Other Tellus loans involve borrowers in financial distress.
Among them are sisters in West Oakland who got a loan from Tellus to refinance their existing mortgage in early summer 2021, but later encountered financial troubles due to Covid-19, according to a lawsuit they later filed against Tellus and others involved in the loan.
Their request for forbearance on the loan was ignored, and the home was sold as a foreclosure about six months later, according to the suit, which alleges they had not been given adequate notice of the foreclosure sale and other claims.
Sometime between the sisters’ plea for forbearance and the foreclosure, Tellus sold their loan to a group of investors, court records show. Tellus said in a court filing that it should be removed from the lawsuit since it no longer owned the loan.
On its website, Tellus says that it has never had a loss on any lending activity.
Experts say Tellus could be subject to securities regulation, since it isn’t a bank but is still offering its customers a financial return, potentially prompting requirements that it register with the SEC.
Ann Lipton, a professor of business law and entrepreneurship at Tulane University, says the SEC has varying guidelines based on past court decisions that it applies to determine whether to pursue businesses for issuing unlicensed securities.
The rules generally involve situations where people are widely offered an opportunity to invest in an enterprise through which they expect to financially benefit from the efforts of others, she says.
Tellus “certainly sounds like the kinds of things that have been deemed securities in the past,” she says.
The SEC cracked down on Coinbase for using market-beating interest rates to draw customers to its savings accounts, then investing that cash in digital coins, notes Santa Clara University finance professor Seoyoung Kim, who teaches a course on fintechs.
Tellus’ model doesn’t sound all that different, she says.
After the SEC action, Coinbase argued that its Coinbase Lend program didn’t qualify as a security by its interpretation.
Tellus was the subject of a May 2021 whistleblower complaint to the SEC alleging that the company was illegally peddling an unlicensed security, among other claims.
The complaint was shared with Barron’s by its author, Barry Minkow, who was three times convicted of financial fraud and now considers himself a whistleblower. Minkow says he gathered material from the company for his complaint by pretending to be a prospective depositor.
The SEC declined to comment.
Tellus could also face pushback from state bank regulators, since it offers services that under the law can be provided only by banks, says Paul Clark, a specialist in financial regulation at the law firm Seward & Kissel. “If they’re saying, ‘I will take your money, and I will pay you interest on it,’ that’s a deposit,” Clark says. “Deposit-taking is the immediate triggering event in every state in this country for whether you need a banking license.”
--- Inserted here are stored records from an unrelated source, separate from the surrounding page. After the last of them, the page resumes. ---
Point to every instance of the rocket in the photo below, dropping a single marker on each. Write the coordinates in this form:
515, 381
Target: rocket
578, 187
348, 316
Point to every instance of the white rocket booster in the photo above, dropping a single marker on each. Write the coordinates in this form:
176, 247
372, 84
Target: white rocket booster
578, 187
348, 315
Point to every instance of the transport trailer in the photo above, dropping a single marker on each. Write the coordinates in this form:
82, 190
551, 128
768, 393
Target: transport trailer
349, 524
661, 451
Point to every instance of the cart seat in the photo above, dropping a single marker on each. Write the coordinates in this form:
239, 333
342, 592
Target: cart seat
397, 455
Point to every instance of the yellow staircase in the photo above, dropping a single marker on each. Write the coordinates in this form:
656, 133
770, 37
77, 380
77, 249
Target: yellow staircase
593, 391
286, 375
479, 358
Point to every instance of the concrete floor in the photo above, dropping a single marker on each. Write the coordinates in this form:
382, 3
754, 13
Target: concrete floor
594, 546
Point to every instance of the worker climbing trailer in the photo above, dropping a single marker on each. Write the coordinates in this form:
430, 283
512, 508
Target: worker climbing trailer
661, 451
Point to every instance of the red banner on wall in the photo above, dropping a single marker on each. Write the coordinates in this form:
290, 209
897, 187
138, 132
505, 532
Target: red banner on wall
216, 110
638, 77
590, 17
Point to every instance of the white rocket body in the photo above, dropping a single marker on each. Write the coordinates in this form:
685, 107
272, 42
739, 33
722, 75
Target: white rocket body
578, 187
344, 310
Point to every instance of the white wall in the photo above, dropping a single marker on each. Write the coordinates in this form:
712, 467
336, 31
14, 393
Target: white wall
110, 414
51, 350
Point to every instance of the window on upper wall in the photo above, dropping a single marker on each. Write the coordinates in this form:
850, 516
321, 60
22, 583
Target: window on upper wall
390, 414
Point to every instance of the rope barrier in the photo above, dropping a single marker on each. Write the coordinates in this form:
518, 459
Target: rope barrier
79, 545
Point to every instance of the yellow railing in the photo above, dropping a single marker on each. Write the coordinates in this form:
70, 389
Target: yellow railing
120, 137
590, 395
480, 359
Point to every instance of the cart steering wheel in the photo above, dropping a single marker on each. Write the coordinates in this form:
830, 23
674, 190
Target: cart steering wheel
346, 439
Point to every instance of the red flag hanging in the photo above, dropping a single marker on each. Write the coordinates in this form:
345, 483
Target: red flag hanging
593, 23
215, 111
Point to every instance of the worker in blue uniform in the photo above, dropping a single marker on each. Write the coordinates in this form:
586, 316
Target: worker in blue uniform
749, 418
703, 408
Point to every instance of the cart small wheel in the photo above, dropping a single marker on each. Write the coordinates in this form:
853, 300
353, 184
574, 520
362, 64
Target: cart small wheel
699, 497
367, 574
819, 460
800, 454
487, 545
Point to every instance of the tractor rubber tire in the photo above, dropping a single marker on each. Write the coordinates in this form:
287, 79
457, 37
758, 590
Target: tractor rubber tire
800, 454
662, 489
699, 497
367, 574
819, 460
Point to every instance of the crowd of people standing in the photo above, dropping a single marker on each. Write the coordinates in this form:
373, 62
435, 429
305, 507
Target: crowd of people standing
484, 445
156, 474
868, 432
In California, that determination would come from the Department of Financial Protection and Innovation. Mark Leyes, a spokesman for the regulator, declined to comment specifically on Tellus, and wouldn’t confirm or deny the existence of an investigation.
Leyes said a business that offers deposit accounts where cash can be withdrawn at will, as Tellus does, “would probably trigger licensing requirements as either a state or federally chartered bank. But each circumstance would be considered and evaluated separately.”
In 2020, a Tellus marketing team member wrote on the Product Hunt website that the firm was proud not to offer an “FDIC account like every other competitor on the market.”
“The government has put in limitations on what those funds can be used for,” wrote the Tellus employee. “Instead of insuring our funds through FDIC, we secure them with real estate mortgages, allowing us to pay you a much higher rate than the banks.”
Write to Jacob Adelman at [email protected]
Corrections & Amplifications: David Sament told Barron’s that he opened a Tellus account because “they pay a lot of interest.” An earlier version of this article incorrectly referred to him as David Samet.